COVID-19 impact: Nurses work on front lines of pandemic
Posted on: April 3, 2020; Updated on: April 3, 2020
By Tenell Felder, tenell@mailbox.sc.edu
As the coronavirus threatens health and upends daily life throughout the world, UofSC Today is turning to our faculty to help us make sense of it all. While no one can predict exactly what will happen in the coming weeks and months, our faculty can help us ask the right questions and put important context around emerging events.
Alicia Ribar, clinical associate professor at the College of Nursing, provides insight into how the COVID-19 pandemic has and will affect the field of nursing. Ribar has practiced nursing for 26 years and has had active clinical practices in acute and primary care pediatric and family practice.
How will COVID-19 impact nursing?
This pandemic will have major impacts on all aspects of nursing — from students wishing to enter the profession, students already in coursework striving to become nurses and those that teach them, most assuredly practicing nurses and even retired nurses.
The major impact for me that I see and hear fellow nurses describing is the way that they are delivering care. Nurses possess unique skills that allow for the delivery of very specialized technical skills that are ground in the human act of caring. In short, nurses humanize health care.
The unique challenge that most nurses will face is how they can continue to deliver care from behind our personal protective equipment (PPE), but I have no doubt that we will be up to the challenge.
What could the public do to show support to our nurses who are at the front lines of this pandemic?
The public can support nurses in two primary ways. Nurses, as well as all health care professionals, have experienced severe shortages in personal protective equipment as they work on the front lines to provide vital care to COVID-19 patients.
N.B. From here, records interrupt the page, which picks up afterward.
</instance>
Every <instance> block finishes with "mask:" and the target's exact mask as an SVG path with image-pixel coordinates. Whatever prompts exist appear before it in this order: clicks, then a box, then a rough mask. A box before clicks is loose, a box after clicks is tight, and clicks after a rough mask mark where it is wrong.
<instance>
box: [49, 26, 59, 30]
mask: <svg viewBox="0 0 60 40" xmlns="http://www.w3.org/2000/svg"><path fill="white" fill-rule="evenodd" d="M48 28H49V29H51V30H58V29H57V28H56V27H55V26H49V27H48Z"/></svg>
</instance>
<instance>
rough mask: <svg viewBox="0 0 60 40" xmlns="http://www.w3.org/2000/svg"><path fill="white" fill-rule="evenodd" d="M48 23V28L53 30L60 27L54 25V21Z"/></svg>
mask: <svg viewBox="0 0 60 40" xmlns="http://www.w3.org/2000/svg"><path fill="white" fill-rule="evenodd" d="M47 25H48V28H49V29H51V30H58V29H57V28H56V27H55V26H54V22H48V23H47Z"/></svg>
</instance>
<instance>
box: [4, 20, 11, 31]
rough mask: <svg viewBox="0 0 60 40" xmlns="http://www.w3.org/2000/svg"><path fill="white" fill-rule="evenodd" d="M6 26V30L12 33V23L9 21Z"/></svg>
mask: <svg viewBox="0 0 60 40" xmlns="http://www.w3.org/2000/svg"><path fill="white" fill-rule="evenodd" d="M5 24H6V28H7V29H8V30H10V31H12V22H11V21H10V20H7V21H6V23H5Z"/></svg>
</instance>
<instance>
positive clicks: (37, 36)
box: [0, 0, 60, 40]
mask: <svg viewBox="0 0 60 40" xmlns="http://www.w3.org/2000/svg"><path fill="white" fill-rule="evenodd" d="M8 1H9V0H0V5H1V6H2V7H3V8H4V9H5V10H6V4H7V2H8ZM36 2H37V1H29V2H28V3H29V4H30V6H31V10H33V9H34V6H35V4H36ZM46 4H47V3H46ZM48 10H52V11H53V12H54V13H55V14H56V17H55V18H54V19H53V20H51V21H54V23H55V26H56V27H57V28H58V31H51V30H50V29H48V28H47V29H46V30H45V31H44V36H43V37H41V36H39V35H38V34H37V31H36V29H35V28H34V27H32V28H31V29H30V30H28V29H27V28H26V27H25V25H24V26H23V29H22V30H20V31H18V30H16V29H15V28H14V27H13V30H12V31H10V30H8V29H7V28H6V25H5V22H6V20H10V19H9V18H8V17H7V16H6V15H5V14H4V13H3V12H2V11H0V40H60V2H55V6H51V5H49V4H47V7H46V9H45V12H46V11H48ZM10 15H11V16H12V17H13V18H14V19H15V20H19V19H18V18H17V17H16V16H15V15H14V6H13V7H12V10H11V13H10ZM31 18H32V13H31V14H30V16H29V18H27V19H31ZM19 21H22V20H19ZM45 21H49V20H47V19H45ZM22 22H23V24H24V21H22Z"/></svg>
The public can draw attention to the vital lack of PPE by contacting local, state and federal officials to do everything possible to increase PPE distribution.
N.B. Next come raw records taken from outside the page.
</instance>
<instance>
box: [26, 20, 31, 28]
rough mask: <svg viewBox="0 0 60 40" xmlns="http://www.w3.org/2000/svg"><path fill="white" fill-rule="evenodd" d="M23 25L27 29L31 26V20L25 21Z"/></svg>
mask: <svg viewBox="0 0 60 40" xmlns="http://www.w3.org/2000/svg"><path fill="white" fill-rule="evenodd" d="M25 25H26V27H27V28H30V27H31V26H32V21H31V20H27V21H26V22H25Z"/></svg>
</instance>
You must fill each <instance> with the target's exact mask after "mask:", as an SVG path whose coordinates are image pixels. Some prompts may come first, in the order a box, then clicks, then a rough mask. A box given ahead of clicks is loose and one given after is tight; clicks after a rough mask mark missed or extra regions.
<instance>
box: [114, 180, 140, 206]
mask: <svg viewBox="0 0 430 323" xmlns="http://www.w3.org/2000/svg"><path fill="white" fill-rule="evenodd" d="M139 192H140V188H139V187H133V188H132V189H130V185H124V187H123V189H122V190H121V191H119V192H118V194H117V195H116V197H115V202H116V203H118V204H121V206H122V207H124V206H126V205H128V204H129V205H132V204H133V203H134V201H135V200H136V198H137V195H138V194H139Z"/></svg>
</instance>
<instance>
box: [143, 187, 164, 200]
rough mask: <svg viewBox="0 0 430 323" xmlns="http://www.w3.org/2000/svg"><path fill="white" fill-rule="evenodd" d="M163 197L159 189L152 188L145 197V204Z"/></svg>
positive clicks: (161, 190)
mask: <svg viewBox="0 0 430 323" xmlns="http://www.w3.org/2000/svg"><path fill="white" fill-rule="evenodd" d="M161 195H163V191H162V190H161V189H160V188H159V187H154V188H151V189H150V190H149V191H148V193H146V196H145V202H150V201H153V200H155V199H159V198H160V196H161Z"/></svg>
Secondly, stay home. The public needs to follow recommendations to stay home even in areas where mandatory stay-at-home orders are not in place. Limiting social interactions is the cheapest and best way to slow spread of the virus.
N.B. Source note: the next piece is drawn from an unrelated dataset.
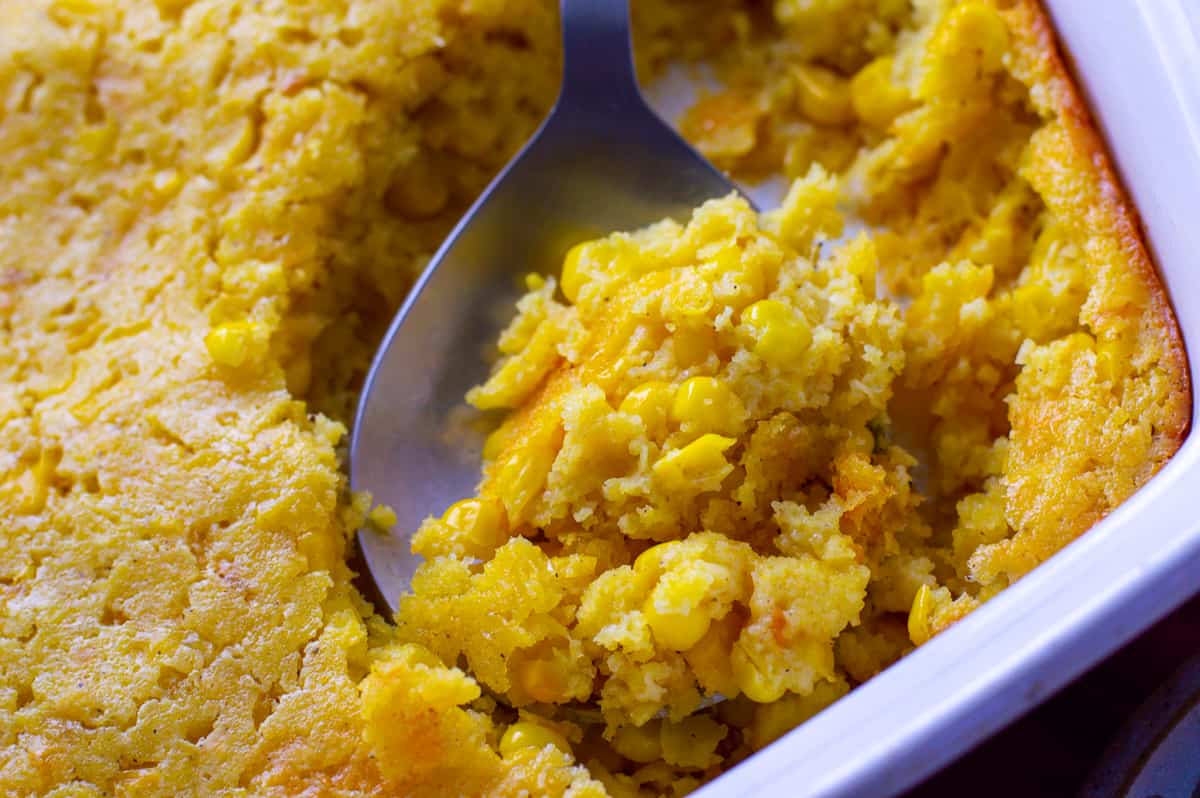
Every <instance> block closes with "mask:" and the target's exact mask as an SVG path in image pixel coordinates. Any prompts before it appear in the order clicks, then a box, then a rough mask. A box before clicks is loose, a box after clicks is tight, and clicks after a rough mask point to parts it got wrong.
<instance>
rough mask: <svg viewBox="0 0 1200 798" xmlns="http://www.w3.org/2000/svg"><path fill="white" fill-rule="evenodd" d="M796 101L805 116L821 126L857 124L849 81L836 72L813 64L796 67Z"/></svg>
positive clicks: (793, 77)
mask: <svg viewBox="0 0 1200 798" xmlns="http://www.w3.org/2000/svg"><path fill="white" fill-rule="evenodd" d="M792 80H793V82H794V84H796V98H797V102H798V103H799V106H800V110H802V112H803V113H804V115H805V116H808V118H809V119H811V120H812V121H815V122H817V124H820V125H848V124H850V122H852V121H854V104H853V102H852V101H851V92H850V85H848V82H847V80H846V79H845V78H842V77H841V76H840V74H838V73H836V72H833V71H832V70H827V68H824V67H822V66H816V65H812V64H802V65H797V66H793V67H792Z"/></svg>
How are nurses preparing to treat COVID-19 patients?
Nurses have unique training in symptom assessment and prioritization of patient needs. Nurses assess and identify patients in need of the most urgent services and triage those patients accordingly. The recent pandemic does not change basic nursing care that is provided at all times to patients. Nurses will continue to assess, comfort and advocate to provide the best care for each and every patient during this crisis.
Nurses in hard-hit areas are facing not only shortages of personal protective equipment, but also an increasing and potentially overwhelming number of patients. What would you say to a nurse facing these circumstances?
Stay true; advocate for yourself, your profession and your patients. Focus on your training — you know how to prioritize, even under these stressful situations — and be persistent. Most importantly, be sure to take breaks and care for yourself.
What would you say to a patient?
A major role of a nurse is to advocate for patient safety. Even under these stressful and confusing times, nurses will continue to go above and beyond to center care around the patient and their best interest.